The first track “Electric Fun Fair” starts off with a toilet flushing before the band all jump in. It makes me think a bit of Zappa’s livelier jazz pieces from late 60s/early 70s with its melodic but hypnotic stabs of sound and ever changing timing. “Pop Games” starts off with sped-up chattering voices and then kicks in the jazz. This time it is at a bit more laid-back pace but still grooving along at a toe-tapping pace. It does intensify half-way through into a bit of wilder honking but overall remains something a bit more mainstream. Side one ends with “All Green” which sees wild, free-wheeling drumming set to a more conventional, organ-heavy jazz number. It wigs out a little towards the end for a few seconds but then calms down a bit apart from a tiny bit of electronics.
Most of side two is taken up with “Raise Up High”. There are almost hints of classic rock with as a proper gravelly-voiced singer going on about getting stoned but then the horns and organ come sneaking in and doodle all around us, getting more and more frantic over seventeen minutes. It suddenly gets all slow-mo and cosmic, suddenly starts backtracking, abstracts about a bit and then hurtles off into wild jazz jump. It is kind of like Sun Ra you can dance to.
It all ends with a quick track called “Walla Mashalla” which is less than two minutes long and whimsical little piece with an African/Eastern feel. Yeah, so there is no point picking up this album if you don’t enjoy some jazz. There are little snatches of strange sounds in here but they are just brief asides from what is very much a musician’s album.
It often gets relegated to the fringes of krautrock simply because it has so little in common with its peers. In fact, you could easily entertain a Blue Note collector with this album, although they would find it a little unusual in places but it wouldn’t alienate them. If you enjoy those first few Soft Machine albums then you would do well to tune into this.

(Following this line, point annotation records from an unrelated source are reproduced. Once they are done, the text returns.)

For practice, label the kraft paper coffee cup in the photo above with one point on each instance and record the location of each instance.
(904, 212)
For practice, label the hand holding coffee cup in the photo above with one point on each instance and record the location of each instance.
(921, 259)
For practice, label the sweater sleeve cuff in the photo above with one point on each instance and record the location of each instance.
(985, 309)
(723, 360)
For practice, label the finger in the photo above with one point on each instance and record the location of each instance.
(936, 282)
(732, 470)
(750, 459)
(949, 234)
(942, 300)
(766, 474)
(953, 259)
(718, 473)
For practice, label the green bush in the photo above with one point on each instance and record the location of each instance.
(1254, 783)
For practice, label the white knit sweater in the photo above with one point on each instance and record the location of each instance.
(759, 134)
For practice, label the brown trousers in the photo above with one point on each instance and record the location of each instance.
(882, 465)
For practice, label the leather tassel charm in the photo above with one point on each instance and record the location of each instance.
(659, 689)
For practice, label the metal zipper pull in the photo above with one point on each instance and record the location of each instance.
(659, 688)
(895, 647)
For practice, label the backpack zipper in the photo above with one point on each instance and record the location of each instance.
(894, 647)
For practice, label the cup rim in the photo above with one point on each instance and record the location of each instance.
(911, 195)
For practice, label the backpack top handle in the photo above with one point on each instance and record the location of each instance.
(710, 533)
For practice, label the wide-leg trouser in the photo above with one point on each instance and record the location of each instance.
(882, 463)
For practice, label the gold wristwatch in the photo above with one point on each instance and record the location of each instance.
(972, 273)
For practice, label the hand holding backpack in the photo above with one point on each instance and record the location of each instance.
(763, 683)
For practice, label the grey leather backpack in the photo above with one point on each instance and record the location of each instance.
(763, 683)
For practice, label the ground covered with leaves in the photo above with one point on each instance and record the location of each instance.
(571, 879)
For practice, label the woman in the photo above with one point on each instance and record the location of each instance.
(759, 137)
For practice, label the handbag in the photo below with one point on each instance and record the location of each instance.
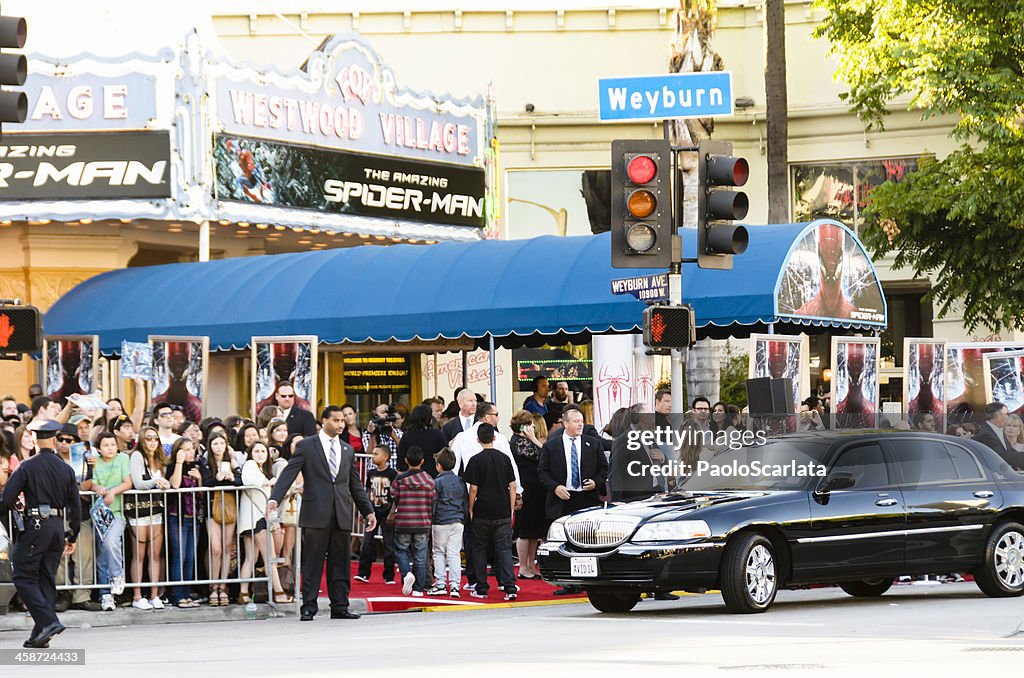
(224, 510)
(144, 505)
(102, 517)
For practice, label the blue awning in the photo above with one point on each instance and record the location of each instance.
(531, 291)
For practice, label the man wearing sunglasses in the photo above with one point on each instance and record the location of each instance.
(82, 563)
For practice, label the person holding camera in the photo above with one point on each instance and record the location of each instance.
(382, 431)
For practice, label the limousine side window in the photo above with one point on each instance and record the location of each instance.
(924, 461)
(867, 465)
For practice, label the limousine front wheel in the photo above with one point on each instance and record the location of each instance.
(613, 601)
(749, 581)
(1001, 575)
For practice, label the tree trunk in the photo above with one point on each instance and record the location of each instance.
(777, 114)
(691, 52)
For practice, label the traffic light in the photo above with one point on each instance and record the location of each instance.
(13, 70)
(669, 327)
(641, 204)
(20, 331)
(718, 238)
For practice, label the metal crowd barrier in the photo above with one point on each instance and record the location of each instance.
(72, 575)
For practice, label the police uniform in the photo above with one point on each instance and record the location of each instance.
(47, 482)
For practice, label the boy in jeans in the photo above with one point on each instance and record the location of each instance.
(413, 494)
(379, 479)
(450, 511)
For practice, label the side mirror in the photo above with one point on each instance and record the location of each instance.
(838, 480)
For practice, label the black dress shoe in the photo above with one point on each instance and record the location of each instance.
(43, 639)
(344, 616)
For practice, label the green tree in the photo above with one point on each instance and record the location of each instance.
(961, 217)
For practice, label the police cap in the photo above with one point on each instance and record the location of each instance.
(47, 428)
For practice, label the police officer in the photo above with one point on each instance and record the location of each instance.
(50, 496)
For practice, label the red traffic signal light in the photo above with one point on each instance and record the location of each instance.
(641, 204)
(20, 330)
(669, 327)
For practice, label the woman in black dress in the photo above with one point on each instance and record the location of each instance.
(421, 432)
(530, 524)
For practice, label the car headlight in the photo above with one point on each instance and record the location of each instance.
(672, 531)
(556, 533)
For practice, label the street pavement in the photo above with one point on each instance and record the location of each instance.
(947, 629)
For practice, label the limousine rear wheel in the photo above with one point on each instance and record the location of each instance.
(866, 588)
(749, 580)
(1001, 576)
(613, 601)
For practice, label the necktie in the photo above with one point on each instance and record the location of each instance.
(576, 463)
(334, 459)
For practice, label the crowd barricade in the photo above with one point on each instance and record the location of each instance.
(188, 530)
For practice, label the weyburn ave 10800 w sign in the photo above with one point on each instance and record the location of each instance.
(85, 166)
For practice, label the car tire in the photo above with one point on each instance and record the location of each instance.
(1001, 575)
(866, 588)
(613, 601)
(749, 579)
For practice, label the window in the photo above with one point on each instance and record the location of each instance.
(866, 464)
(924, 461)
(840, 191)
(967, 465)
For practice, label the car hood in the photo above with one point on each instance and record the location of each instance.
(678, 503)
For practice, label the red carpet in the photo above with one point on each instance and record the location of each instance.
(381, 597)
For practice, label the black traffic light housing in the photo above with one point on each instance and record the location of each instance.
(13, 70)
(20, 331)
(718, 238)
(669, 327)
(641, 204)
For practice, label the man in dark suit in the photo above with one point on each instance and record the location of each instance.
(464, 419)
(299, 421)
(572, 468)
(990, 432)
(331, 484)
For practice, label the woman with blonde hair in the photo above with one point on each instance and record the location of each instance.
(530, 524)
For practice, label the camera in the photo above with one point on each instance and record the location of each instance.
(385, 423)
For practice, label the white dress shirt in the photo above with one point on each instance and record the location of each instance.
(326, 441)
(567, 445)
(465, 446)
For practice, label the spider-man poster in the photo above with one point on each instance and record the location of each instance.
(70, 366)
(924, 377)
(828, 277)
(1005, 380)
(855, 381)
(284, 358)
(781, 357)
(179, 369)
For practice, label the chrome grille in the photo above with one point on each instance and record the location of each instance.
(600, 530)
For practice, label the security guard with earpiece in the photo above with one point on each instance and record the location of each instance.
(50, 498)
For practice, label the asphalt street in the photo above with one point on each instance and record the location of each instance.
(944, 629)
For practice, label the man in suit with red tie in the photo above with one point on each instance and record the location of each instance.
(331, 484)
(572, 468)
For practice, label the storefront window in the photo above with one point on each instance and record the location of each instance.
(841, 191)
(546, 203)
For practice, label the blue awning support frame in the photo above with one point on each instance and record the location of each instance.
(547, 290)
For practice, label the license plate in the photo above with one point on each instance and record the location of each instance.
(583, 566)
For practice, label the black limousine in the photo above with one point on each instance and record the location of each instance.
(879, 505)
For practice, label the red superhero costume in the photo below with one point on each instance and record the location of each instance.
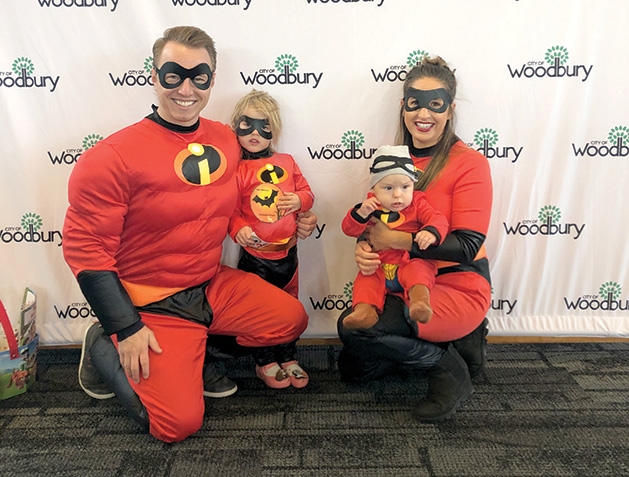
(148, 230)
(261, 181)
(396, 264)
(461, 295)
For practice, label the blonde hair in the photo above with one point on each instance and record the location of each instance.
(438, 69)
(189, 36)
(263, 102)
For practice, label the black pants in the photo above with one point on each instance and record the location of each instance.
(390, 344)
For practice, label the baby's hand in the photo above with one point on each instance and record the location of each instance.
(288, 203)
(424, 239)
(368, 207)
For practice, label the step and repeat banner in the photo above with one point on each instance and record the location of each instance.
(542, 94)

The album made its official CD debut in 2000 in a snazzy edition with a 32 page booklet, nice remastering and two tracks off the 1969 7″ single “Planet Earth” thrown in as bonus tracks. The title track on side A is like a John Barry number with Jimi Hendrix on vocals. Side B is blues guitar and vocals. Obviously, due to the format they are two short tracks, quite fun, slightly cheesy but the remastering is non existant, they sound ripped straight from a dusty 45rpm. Their addition without pause creates an awkward epilogue to a good album.